Am vergangenen Sonntag berichtete der Mitteldeutsche Rundfunk in seiner Sendung „Kripo Live“ über die Öffentlichkeitsfahndung rund um die Auseinandersetzungen beim letzten Derby im Mai 2022 im Alfred-Kunze-Sportpark. In einem reißerischen Beitrag durfte der Sportreporter René Kindermann die Arbeit von Polizei und Staatsanwaltschaft inhaltlich flankieren. Während im Hintergrund die Fotos von mutmaßlich beteiligten Akteuren durchs Bild liefen, empfahl sich René Kindermann – im normalen Leben seit Jahrzehnten auf dem Feld des genuinen Sportjournalismus tätig – als neuer „Szenekundiger Beamter“ für das Landeskriminalamt: er mutmaßte über die Gründe für die Auseinandersetzungen zwischen Chemiefans und Polizei, konstruierte absurde Rache- und Gewaltideen in Bezug auf den Lokalrivalen, brachte zeitliche wie inhaltliche Abläufe durcheinander: kurzum – er dichtete der bereits fragwürdigen und ideologischen Erzählung von Sonderkommission und Staatsanwaltschaft ein ganz eigenes Narrativ an.

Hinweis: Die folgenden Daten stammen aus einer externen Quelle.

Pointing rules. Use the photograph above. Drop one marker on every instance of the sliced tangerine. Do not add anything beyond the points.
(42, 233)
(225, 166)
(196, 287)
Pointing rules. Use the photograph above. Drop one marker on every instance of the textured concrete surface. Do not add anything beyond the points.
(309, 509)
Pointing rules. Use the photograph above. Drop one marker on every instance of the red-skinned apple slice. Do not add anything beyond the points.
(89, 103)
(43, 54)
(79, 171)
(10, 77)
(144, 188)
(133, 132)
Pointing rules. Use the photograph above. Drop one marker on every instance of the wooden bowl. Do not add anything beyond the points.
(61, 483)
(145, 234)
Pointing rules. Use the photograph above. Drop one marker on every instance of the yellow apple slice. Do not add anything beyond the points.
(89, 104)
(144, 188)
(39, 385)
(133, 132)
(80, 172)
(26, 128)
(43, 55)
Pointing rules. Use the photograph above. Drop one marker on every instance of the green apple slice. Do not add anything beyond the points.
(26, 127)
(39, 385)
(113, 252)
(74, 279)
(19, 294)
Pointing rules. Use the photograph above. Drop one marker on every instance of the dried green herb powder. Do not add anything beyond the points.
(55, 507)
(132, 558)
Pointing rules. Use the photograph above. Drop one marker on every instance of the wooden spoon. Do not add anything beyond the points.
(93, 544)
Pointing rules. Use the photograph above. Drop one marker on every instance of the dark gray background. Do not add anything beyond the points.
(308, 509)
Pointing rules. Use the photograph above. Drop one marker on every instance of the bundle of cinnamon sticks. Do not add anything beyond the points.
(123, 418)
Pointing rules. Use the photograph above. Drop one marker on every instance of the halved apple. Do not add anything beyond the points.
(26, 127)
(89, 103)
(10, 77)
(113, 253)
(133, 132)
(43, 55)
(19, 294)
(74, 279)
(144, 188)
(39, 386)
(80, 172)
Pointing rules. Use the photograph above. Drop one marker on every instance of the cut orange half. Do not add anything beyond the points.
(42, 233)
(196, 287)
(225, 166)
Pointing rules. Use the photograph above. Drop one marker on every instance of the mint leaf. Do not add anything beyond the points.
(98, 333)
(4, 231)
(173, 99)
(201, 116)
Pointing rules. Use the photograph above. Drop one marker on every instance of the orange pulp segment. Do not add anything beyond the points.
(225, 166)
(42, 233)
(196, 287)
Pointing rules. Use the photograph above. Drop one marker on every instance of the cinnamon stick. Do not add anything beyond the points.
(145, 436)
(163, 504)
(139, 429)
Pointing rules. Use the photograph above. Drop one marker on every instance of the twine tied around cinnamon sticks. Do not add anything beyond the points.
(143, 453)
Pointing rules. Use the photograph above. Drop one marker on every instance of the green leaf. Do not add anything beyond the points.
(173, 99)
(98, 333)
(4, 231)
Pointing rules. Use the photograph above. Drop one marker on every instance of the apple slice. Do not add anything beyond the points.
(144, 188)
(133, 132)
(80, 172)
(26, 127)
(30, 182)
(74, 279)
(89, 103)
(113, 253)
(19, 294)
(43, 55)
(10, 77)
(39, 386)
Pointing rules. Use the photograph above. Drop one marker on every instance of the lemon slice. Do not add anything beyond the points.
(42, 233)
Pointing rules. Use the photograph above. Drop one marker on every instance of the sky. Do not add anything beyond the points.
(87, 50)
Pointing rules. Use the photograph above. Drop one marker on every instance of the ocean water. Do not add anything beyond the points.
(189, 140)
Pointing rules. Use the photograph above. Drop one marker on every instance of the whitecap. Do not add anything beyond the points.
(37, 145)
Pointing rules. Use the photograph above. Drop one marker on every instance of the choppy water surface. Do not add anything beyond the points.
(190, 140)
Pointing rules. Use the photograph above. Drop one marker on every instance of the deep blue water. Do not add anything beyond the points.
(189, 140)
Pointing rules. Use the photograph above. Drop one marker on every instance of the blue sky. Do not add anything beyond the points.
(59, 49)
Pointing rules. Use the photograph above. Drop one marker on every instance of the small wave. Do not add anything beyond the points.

Wir als ehrenamtlich arbeitende Fanhilfe der AnhängerInnenschaft der BSG Chemie Leipzig kritisieren hier nicht nur die Naivität und Dummheit von René Kindermann: er hat sich quasi als „neutraler und vermeintlich beliebter“ Sportreporter vor den Karren der Ermittlungsbehörden spannen lassen. Das mag alters- und professionspsychologische Gründe haben. Wir kritisieren in erster Linie den Mitteldeutschen Rundfunk, der mit dem Beitrag rund um die massenhafte Öffentlichkeitsfahndung jedwedes kritisches Bewusstsein eingebüßt zu haben scheint. Dass Fahndungen in dieser Form ein besonders problematisches und in Bezug auf die Grundrechte sehr eingriffsintensives Instrument sind, ist sicherlich auch dem MDR nicht neu. Personen, die mit der Unterstützung der öffentlich-rechtlichen Medien gesucht werden, sind quasi automatisch stigmatisiert und in ihrem beruflichen und privaten Umfeld bloßgestellt. Vor allem gilt dies bei Jugendlichen und jungen Erwachsenen, die bekannter Weise das Hauptklientel im Fußballkontext abbilden. Anstatt also dem Ermittlungseifer der Leipziger Staatsanwaltschaft mit Augenmaß und Zurückhaltung zu begegnen, reiht sich der MDR in die völlig emotionalisierte Debatte rund um die Aufarbeitung des Derbys ein. Weder prüft er die strafprozessuale Legalität noch den genauen Kontext der Ereignisse. Er übernimmt 1:1 die Sicht- und Betrachtungsweise der sächsischen Sonderkommission: zugespitzt könnte man meinen, der MDR sei der verlängerte Arm der LKA-Pressestelle.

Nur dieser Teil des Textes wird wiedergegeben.